Le Tribunal Administratif de Dijon a été saisi par Mme A... d’un recours pour excès de pouvoir contestant un indu d’allocation de soutien familial (ASF) et de prime d’activité réclamé par la CAF de l’Yonne. Le juge a constaté que le litige portait exclusivement sur une dette d’ASF, après compensation avec des moins-perçus de prime d’activité. En application des articles L. 142-1 et L. 142-8 du code de la sécurité sociale, ces contestations relèvent de la compétence du juge judiciaire. Par conséquent, la requête a été rejetée comme manifestement irrecevable devant la juridiction administrative, sur le fondement de l’article R. 222-1 du code de justice administrative.
Texte intégral
Vu la procédure suivante :
Par une requête, enregistrée le 3 décembre 2025, Mme B... A... soumet au tribunal un litige qui l’oppose à la caisse d’allocations familiales (CAF) de l’Yonne concernant des prestations d’allocation de soutien familial et de prime d’activité.

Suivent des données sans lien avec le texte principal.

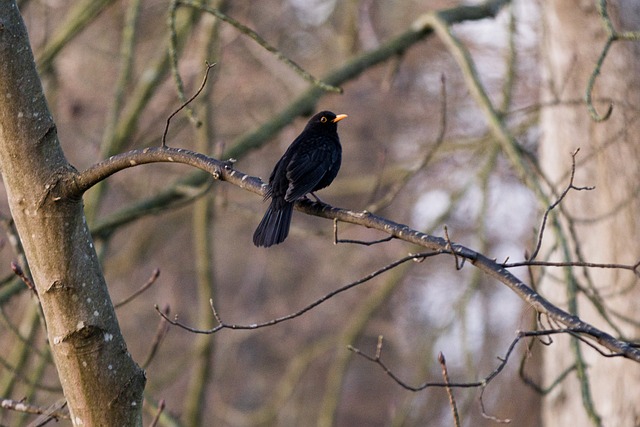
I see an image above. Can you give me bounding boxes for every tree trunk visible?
[540,0,640,427]
[0,0,145,426]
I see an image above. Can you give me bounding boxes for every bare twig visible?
[155,252,440,334]
[149,399,165,427]
[114,268,160,308]
[333,219,394,246]
[162,62,216,148]
[529,148,595,261]
[438,352,460,427]
[140,305,169,369]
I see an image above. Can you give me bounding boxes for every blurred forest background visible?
[0,0,636,426]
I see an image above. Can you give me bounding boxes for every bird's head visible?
[306,111,347,129]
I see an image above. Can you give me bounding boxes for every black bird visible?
[253,111,347,248]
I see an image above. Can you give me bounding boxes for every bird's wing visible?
[285,146,337,201]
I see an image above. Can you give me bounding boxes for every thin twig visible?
[162,62,216,148]
[438,352,460,427]
[155,252,442,334]
[529,148,595,261]
[114,268,160,308]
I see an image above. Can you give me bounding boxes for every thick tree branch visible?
[85,147,640,362]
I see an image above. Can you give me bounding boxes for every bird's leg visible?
[309,191,326,204]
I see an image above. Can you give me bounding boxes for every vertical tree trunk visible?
[0,0,145,426]
[540,0,640,427]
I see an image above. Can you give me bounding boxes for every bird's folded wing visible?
[285,149,335,202]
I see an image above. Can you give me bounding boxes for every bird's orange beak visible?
[332,114,349,123]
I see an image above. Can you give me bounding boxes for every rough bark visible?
[540,0,640,426]
[0,0,145,426]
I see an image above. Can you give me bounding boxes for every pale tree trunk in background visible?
[540,0,640,427]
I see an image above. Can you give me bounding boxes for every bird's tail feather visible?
[253,201,293,248]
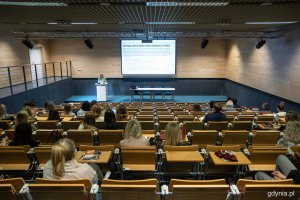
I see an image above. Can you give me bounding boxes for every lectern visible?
[95,83,108,101]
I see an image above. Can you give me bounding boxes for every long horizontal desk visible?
[129,88,175,101]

Vu les autres pièces du dossier.
Vu :
- le code de l’organisation judiciaire ;
- le code de sécurité sociale ;
- le code de justice administrative.
Considérant ce qui suit :
1. Aux termes de l’article R. 222-1 du code de justice administrative : « (...) les présidents de formation de jugement des tribunaux (...) peuvent, par ordonnance : (…) 2° Rejeter les requêtes ne relevant manifestement pas de la compétence de la juridiction administrative (…) ».
2. A la suite d’un contrôle opéré au cours de l’été 2025, la CAF de l’Yonne a informé Mme A..., par un courrier daté du 26 septembre 2025, qu’elle avait reçu des paiements d’allocation de soutien familial (ASF) et de prime d’activité, au titre de la période du 1er octobre 2023 au 31 mars 2025, d’un montant total de 7 812,75 euros alors qu’elle avait seulement droit à une somme de 7 451,06 euros, au titre de ces prestations, de sorte qu’elle avait bénéficié de paiements indus d’un montant total de 361,69 euros.

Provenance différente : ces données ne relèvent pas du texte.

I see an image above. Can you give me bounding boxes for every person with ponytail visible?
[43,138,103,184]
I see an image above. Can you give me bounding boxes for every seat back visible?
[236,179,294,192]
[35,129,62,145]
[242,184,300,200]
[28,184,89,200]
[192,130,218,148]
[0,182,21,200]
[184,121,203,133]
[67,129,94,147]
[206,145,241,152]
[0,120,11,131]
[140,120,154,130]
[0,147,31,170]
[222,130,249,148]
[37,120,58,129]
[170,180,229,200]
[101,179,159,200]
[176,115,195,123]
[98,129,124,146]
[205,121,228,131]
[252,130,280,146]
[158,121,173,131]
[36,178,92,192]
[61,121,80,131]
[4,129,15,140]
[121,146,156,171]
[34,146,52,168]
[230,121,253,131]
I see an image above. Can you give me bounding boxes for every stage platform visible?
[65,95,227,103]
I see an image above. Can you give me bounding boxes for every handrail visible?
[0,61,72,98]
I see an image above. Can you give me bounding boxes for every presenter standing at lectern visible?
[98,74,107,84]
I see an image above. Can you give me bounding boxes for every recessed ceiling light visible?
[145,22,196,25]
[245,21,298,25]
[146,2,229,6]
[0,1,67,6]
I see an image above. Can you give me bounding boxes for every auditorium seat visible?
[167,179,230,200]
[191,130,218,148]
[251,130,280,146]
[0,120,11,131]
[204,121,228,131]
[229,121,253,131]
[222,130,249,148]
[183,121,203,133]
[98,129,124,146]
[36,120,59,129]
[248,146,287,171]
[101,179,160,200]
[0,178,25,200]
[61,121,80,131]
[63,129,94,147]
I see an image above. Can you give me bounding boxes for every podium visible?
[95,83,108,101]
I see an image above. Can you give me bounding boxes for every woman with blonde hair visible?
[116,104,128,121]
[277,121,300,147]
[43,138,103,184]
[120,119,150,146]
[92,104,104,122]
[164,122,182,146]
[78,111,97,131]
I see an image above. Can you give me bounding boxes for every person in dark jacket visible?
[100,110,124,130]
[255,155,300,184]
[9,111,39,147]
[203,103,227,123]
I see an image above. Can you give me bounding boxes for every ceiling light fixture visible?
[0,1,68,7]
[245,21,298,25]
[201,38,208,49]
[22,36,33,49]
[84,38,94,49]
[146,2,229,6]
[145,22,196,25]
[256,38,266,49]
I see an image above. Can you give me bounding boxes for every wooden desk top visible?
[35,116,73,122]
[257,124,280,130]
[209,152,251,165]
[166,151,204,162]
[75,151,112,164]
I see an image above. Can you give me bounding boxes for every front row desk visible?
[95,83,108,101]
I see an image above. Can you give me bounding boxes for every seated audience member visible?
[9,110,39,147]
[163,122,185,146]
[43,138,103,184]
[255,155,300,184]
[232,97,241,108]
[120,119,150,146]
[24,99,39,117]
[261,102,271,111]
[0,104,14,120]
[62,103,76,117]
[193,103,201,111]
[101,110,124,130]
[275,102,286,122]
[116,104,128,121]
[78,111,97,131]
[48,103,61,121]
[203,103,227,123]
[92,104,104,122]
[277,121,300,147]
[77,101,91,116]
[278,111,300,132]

3. Toutefois, au verso de ce courrier, la CAF a procédé au détail des droits de Mme A... « après mise à jour de son dossier » et précisé que, globalement, l’intéressée avait bénéficié de paiements indus d’ASF d’un montant total de 774,82 euros au titre des mois d’octobre 2023 et des mois d’août à octobre 2024 tandis que ses droits à la prime d’activité avaient en revanche été minorés de 413,13 euros au titre des mois de janvier à mars 2024 et d’octobre 2024 à mars 2025. Il en résulte que l’indu de 361,69 euros qui a été réclamé à Mme A..., procédant de la compensation entre les trop-perçus d’ASF et les moins-perçus de prime d’activité, est exclusivement constitué par une dette d’ASF et qu’il n’existait ainsi aucune dette de prime d’activité. Mme A..., en exerçant, le 20 octobre 2025, un recours administratif préalable critiquant le bien-fondé de l’indu de 361,69 euros qui lui a été réclamé, doit ainsi être regardée comme contestant uniquement sa dette d’ASF.
4. Or, en vertu des dispositions combinées du 1° de l’article L. 142-1 et du 1° de l’article L. 142-8 du code de la sécurité sociale ainsi que de l’article L. 211-16 du code de l’organisation judiciaire, le juge judiciaire connaît des contestations relatives à l’allocation de soutien familial figurant au 6° de l’article L. 511-1 du code de la sécurité sociale.
5. Dès lors, la requête de Mme A... ne relève manifestement pas de la compétence de la juridiction administrative. Elle peut ainsi être rejetée sur le fondement du 2° de l’article R. 222-1 du code de justice administrative.
ORDONNE :
Article 1er : La requête de Mme A... est rejetée comme portée devant une juridiction incompétente pour en connaître.
Article 2 : La présente ordonnance sera notifiée à Mme B... A....
Une copie de cette ordonnance sera transmise, pour information, à la caisse d’allocations familiales de l’Yonne.
Fait à Dijon le 6 janvier 2026.
Le président de la 3ème chambre,
L. Boissy
La République mande et ordonne au ministre du travail et des solidarités, en ce qui le concerne, ou à tous commissaires de justice à ce requis, en ce qui concerne les voies de droit commun contre les parties privées, de pourvoir à l’exécution de la présente décision.